A fascinating 1938 Vogue magazine article psychoanalyzing fashion. (Magazine and photos from my own personal collection).



"Everything we put on our backs, it seems, is a dead give-away to the psychoanalysts. (Fortunately for our peace of mind, psychiatrists make up only a small percentage of the population). Anyhow, when we asked two noted psychiatrists to analyse current fashions- they explained everything. Our simplest vanities have ominous Significance. Here's the diagnosis- illustrated by Bernard Sanders, an expert on psychotic drawings. But there's one ray of light- these psychiatrists, after all, were only men. 


~High-soled shoes, as deglamorouized by the psychiatrists, are practically a badge of the inner frustration of poor, abused womankind. 


~Junk jewellery is supposed to bare a woman's anxiety for recognition, her need for significance, her fundamental struggle to outbalance men. 


~Crazy hats seem to be a rather sinister sort of displaced exhibitionism…if not a defense against some insecurity, such as having none too pretty a face. 



~Bangle bracelets. One or two bracelets, you'll be relieved to know, are considered normal enough, but piling them on in quantities is likely to show an eagerness to be enlaved, a regression to savagery, possibly even a bit of heinous masochism. 

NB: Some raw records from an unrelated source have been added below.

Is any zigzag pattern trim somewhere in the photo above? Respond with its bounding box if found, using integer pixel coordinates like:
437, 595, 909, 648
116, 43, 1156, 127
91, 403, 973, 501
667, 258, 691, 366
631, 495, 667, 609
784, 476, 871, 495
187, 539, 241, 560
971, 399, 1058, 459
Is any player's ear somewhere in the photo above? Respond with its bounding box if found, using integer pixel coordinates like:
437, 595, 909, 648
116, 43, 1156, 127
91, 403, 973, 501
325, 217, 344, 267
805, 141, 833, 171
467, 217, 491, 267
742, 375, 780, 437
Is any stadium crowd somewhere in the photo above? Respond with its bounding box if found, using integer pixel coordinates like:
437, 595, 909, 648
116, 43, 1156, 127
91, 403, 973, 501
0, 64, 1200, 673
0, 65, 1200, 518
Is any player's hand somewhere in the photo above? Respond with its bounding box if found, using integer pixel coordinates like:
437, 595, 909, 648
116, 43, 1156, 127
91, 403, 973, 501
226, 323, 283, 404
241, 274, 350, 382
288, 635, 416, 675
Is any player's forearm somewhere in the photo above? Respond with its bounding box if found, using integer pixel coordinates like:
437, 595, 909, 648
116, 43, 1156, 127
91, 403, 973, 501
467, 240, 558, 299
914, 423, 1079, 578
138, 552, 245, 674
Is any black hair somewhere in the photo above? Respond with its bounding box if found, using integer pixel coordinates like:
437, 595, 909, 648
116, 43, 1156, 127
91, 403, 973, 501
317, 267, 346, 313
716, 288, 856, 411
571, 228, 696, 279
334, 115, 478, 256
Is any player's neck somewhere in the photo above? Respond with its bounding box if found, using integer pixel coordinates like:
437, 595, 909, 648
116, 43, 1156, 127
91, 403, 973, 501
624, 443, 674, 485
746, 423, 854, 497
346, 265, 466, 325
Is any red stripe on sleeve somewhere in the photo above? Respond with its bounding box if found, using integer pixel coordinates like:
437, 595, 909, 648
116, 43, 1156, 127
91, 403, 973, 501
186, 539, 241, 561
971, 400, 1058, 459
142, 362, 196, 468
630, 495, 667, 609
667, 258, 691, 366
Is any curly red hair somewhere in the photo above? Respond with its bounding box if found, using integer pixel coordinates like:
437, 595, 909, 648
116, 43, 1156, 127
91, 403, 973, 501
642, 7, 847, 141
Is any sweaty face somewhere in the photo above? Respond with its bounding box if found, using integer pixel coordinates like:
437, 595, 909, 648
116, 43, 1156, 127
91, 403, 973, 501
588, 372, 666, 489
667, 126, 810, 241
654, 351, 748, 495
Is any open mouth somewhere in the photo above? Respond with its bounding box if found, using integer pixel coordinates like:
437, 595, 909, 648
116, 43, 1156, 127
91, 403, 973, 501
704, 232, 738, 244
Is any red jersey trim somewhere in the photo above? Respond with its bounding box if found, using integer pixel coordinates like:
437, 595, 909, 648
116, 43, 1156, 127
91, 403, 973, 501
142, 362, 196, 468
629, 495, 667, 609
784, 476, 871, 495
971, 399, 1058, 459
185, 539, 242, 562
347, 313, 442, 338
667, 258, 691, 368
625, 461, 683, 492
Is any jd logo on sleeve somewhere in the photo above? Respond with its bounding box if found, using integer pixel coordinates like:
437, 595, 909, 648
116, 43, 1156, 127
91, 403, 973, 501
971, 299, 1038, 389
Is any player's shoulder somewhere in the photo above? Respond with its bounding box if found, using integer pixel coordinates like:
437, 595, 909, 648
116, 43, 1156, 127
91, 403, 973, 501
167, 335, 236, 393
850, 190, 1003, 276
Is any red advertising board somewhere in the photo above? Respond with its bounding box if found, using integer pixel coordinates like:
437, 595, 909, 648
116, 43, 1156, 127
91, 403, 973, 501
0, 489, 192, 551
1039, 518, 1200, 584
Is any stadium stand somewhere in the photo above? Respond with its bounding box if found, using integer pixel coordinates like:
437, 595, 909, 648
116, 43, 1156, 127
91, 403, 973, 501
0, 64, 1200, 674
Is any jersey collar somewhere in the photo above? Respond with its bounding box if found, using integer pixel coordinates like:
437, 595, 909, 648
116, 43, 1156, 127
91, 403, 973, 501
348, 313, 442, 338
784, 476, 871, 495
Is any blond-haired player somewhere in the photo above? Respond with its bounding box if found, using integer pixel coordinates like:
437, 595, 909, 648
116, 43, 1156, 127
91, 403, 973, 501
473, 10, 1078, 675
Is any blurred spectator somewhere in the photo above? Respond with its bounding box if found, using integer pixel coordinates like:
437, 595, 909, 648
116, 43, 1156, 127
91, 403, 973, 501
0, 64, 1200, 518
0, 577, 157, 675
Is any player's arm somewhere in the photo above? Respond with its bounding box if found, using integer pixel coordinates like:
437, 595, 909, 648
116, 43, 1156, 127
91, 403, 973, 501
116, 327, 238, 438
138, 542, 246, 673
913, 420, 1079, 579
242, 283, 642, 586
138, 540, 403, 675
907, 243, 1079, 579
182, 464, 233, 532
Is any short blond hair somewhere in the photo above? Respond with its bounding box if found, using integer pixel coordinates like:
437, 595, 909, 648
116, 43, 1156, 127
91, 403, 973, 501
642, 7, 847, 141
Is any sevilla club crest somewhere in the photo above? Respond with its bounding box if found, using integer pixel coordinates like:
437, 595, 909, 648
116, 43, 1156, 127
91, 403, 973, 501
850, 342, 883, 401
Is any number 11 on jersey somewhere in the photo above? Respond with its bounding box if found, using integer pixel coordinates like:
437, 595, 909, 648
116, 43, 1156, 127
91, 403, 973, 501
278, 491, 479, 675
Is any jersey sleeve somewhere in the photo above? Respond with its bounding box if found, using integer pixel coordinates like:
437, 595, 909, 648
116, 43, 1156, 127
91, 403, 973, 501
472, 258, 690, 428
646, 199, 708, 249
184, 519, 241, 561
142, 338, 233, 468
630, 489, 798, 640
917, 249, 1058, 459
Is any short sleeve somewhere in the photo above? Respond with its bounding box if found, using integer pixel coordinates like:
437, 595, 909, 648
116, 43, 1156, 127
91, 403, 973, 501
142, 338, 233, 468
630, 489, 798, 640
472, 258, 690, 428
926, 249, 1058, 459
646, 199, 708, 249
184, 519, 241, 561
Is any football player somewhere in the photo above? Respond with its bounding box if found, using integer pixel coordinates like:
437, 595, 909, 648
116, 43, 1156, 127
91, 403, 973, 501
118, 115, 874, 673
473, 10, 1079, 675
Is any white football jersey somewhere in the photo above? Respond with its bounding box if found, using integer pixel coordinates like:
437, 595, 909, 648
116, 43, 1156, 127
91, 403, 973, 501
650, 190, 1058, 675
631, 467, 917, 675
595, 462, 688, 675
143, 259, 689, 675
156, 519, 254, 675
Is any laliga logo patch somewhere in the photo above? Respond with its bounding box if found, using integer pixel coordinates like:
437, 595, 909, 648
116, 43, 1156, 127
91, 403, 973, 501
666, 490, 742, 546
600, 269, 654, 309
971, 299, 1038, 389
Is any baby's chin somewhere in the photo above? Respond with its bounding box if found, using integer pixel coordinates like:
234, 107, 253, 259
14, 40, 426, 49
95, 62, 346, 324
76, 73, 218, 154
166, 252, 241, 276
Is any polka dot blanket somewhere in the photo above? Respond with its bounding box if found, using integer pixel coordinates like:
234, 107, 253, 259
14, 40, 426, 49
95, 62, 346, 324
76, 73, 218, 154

~Painted toe-nails, finger-nails and lips probably are a sign of women's crying need for power. And the reason men resent such intense polishes (now it all comes out!) is that they unconsciously fear and feminine assumption of power. 


~Peasant dirndls- though they may make you feel like a fresh-faced, forthright extrovert- may express a sublimation of the normal creative, reproductive needs; a desire to accent the mother-woman-domestic role. 


~Fancy head-dresses are considered just more of the same stimulant for the ego that crazy hats are. If you like either, or both, you are apt to be seeking compensation for some inadequacy or deficiency. Unless, of course, you happen to take all of this with your tongue in cheek.